Alpine SkiingSkiing is a way of traveling over snow, using skis strapped to the feet.
Alpine skiing is the sport of sliding down snow-covered hills on skis with fixed-heel bindings. It is also commonly known as downhill skiing, although that also incorporates different styles. Alpine skiing can be contrasted with skiing using free-heel bindings; ski mountaineering and nordic skiing – such as cross-country; ski jumping; and Telemark. Alpine skiing is popular wherever the combination of snow, mountain slopes, and a sufficient tourist infrastructure can be built up, including parts of Europe, North America, Australia and New Zealand, the South American Andes, and East Asia.

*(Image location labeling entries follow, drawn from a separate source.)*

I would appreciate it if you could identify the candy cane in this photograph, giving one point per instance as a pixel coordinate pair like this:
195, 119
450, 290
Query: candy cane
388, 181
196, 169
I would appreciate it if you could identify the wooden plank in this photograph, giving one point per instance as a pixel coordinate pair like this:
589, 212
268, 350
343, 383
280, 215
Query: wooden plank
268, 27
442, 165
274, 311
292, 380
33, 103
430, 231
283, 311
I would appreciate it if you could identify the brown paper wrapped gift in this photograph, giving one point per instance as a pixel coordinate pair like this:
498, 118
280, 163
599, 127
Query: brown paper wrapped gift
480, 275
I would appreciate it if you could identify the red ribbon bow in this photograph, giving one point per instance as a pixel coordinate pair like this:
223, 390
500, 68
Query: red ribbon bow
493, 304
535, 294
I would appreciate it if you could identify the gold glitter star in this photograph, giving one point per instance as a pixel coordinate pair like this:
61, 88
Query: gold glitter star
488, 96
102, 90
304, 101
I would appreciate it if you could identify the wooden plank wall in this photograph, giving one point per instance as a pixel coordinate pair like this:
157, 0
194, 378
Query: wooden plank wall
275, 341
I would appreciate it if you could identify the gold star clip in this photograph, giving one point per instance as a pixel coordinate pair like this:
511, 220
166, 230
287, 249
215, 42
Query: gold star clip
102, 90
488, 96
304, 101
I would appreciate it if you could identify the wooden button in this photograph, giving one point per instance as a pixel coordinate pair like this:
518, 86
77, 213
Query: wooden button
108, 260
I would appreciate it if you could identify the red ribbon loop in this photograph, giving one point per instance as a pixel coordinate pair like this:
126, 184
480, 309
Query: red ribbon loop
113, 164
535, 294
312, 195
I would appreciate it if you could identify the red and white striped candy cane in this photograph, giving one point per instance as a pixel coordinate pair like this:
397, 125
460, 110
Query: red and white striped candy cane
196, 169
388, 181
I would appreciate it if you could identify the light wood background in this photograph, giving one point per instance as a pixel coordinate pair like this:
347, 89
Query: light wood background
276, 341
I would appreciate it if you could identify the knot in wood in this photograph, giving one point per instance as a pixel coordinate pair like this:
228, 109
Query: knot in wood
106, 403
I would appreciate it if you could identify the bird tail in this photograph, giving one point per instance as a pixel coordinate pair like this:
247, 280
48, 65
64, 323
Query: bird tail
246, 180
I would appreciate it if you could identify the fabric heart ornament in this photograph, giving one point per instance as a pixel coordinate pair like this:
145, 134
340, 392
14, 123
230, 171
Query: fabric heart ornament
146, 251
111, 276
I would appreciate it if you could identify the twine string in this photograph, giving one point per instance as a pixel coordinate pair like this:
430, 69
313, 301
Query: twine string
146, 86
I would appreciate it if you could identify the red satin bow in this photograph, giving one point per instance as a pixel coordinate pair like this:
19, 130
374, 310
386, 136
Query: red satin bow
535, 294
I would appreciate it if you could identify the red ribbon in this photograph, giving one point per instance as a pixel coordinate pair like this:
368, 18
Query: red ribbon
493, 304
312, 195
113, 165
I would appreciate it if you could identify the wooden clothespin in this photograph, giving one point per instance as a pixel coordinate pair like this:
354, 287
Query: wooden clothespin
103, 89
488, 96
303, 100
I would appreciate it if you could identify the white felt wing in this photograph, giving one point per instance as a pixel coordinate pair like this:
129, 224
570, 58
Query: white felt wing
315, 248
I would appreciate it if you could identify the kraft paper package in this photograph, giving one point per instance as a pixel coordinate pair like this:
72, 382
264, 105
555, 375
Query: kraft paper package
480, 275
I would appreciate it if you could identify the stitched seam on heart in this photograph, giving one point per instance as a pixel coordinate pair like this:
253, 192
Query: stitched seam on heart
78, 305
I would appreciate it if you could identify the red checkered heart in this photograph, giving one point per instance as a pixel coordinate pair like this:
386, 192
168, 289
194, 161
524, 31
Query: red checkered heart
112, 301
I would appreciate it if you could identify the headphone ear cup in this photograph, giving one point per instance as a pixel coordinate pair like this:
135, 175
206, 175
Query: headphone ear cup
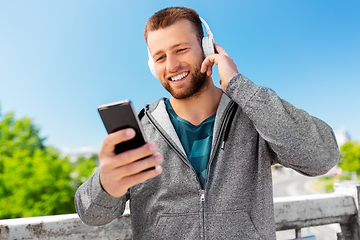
208, 45
152, 67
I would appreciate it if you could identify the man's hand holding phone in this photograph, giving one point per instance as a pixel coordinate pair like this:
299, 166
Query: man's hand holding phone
120, 172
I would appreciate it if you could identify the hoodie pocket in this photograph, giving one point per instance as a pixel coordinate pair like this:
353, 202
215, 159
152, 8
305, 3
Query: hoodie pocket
230, 225
178, 226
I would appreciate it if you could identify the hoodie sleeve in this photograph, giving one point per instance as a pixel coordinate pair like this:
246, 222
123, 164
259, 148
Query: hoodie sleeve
299, 140
94, 205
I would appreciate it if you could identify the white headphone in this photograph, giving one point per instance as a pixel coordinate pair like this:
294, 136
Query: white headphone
207, 45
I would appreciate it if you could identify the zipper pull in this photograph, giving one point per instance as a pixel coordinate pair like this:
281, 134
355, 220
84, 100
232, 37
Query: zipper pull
202, 198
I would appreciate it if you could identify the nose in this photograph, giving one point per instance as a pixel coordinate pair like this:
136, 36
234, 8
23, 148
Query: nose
172, 63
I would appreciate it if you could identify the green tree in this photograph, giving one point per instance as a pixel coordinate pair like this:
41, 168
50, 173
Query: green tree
350, 157
34, 179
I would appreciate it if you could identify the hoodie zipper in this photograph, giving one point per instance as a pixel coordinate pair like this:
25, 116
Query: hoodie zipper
216, 146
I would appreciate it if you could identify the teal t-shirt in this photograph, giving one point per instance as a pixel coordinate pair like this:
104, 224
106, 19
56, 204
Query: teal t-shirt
196, 140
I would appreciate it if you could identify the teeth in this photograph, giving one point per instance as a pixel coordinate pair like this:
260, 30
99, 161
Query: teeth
179, 77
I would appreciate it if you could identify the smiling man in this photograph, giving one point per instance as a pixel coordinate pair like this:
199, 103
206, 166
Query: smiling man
213, 148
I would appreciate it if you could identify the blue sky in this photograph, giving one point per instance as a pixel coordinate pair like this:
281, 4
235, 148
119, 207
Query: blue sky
59, 60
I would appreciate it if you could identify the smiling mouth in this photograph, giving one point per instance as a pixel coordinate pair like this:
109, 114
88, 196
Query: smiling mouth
179, 77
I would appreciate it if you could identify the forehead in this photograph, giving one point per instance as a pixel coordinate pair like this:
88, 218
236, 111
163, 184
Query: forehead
180, 32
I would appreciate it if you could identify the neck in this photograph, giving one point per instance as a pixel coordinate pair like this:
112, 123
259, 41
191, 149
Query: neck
200, 106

Alpine skiing began as a club sport 1861 at Kiandra in Australia and a number of similar clubs in North America and the Swiss Alps. Today, most alpine skiing occurs at a ski resort with ski lifts that transport skiers up the mountain. The snow is groomed, avalanches are controlled and trees are cut to create trails. Many resorts also include snow making equipment to provide skiing when the weather would otherwise not allow it. Alternatively, alpine skiers may pursue the sport in less controlled environments; this practice is variously referred to as ski touring, backcountry skiing, or extreme skiing.

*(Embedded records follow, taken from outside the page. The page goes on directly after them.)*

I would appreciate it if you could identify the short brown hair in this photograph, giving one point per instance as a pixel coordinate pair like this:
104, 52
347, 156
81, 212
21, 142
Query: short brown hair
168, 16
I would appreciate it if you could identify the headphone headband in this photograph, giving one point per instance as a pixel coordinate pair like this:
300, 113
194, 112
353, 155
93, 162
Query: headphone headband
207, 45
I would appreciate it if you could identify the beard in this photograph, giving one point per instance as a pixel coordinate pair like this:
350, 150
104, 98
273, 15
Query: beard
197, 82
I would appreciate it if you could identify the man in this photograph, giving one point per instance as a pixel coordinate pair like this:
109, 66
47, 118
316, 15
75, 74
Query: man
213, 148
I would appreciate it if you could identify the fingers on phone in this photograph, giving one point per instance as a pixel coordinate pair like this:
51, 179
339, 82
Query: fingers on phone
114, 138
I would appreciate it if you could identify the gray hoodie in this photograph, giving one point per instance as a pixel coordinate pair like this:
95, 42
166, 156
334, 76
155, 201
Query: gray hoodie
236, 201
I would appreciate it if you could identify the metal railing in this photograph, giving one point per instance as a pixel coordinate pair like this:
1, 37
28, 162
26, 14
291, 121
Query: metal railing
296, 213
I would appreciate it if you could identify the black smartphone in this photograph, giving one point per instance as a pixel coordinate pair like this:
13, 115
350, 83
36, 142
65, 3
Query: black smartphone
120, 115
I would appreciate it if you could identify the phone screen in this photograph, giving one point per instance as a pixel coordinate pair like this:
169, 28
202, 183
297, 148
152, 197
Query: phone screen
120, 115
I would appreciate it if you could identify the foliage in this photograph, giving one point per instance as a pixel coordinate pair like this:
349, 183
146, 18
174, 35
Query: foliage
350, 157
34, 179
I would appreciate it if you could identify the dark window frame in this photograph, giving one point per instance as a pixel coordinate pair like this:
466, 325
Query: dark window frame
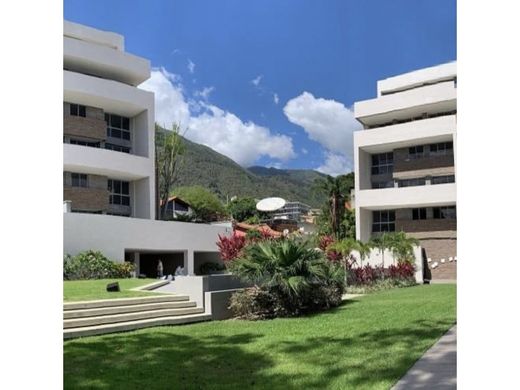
77, 110
79, 180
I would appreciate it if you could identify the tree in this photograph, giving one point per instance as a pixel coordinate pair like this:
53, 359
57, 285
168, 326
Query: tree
242, 209
345, 247
402, 246
338, 192
205, 204
169, 149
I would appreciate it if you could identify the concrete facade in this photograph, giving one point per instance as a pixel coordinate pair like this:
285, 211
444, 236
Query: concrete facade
108, 161
405, 159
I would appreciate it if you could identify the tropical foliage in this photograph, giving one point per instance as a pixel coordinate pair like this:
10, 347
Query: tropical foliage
335, 219
290, 278
169, 150
205, 204
94, 265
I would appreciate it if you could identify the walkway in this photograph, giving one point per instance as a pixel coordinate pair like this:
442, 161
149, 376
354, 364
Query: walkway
437, 369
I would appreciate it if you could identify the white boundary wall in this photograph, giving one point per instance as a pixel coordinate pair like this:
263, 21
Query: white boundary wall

In competitive alpine skiing races four disciplines exist: slalom, giant slalom, super giant slalom, and downhill. Slalom ski races have courses that require short tight turns, whereas giant-slalom races have courses which are set with more widely spaced turns. Super-giant slalom and downhill have few turns, the courses have gates spaced widely apart and skiers often reach 100 km/h.